Non andiamo in tv, non stiamo sui social, non facciamo eventi on line. C'è solo la strada. Se d'ora in poi facessimo "obiezione di coscienza", se ci rifiutassimo di fare iniziative «perché c'è il green pass» (alcuni artisti hanno già fatto dichiarazioni in questo senso), la quantità di autolimitazioni e rinunce si farebbe soverchiante e metterebbe a repentaglio la tenuta del nostro progetto.

Oltre a questo, sentiamo fortissima la responsabilità nei confronti di altri soggetti: associazioni, circoli, piccoli teatri, librerie, singoli promotori di eventi... Insomma, tutta la gente che si è sbattuta per organizzarci date. Sono quasi sempre realtà indipendenti, duramente provate da questi terribili diciotto mesi, che oggi provano a ripartire. Non possiamo lasciarli a terra per il lusso di prendere una posizione ipercoerente.

Insomma, siamo ostaggi in Assurdistan.

Come molte altre persone, ci toccherà fare lo slalom tra le norme, tentare stratagemmi, trovare escamotages... In sostanza, bere l'amaro liquido verde. Non possiamo nemmeno aggiungere «fino alla feccia», perché è tutta feccia, fin dal primo sorso. Dovremo sorbircelo, 'sto lasciapassare.
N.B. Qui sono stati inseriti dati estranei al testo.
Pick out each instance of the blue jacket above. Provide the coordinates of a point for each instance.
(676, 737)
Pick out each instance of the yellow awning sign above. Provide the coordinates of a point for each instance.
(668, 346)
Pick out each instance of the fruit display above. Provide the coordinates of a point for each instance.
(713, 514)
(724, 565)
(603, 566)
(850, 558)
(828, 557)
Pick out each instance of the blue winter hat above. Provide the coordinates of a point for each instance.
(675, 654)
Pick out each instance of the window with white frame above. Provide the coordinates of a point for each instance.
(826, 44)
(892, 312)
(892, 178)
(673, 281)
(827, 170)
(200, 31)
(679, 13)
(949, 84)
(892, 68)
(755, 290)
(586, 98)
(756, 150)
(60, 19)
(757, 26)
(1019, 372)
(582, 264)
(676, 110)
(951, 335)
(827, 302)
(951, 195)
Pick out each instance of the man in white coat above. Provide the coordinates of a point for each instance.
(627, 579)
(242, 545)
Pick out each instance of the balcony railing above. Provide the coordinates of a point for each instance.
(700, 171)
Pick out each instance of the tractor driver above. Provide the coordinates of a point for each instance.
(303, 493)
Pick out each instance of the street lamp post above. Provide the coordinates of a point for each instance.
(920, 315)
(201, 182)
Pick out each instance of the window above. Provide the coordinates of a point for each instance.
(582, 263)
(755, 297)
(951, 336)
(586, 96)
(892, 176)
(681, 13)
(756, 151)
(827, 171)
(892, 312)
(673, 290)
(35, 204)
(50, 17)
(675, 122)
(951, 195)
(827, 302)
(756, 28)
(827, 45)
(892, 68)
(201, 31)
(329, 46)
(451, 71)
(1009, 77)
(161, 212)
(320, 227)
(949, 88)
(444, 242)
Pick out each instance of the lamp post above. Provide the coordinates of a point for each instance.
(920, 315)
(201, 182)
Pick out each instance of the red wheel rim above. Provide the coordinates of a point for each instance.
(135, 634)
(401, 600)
Al contempo, continueremo a denunciarlo a gran voce, valorizzando come possiamo ogni resistenza, ogni mobilitazione contro l'Emergenza. Che almeno questa nuova branca del nostro never ending tour sia un'occasione per fare inchiesta, discutere e pensare insieme forme di lotta, spargere il contagio del malcontento.

E poi, può sempre capitare che gli ostaggi si ribellino, e abbiano la meglio sui loro carcerieri.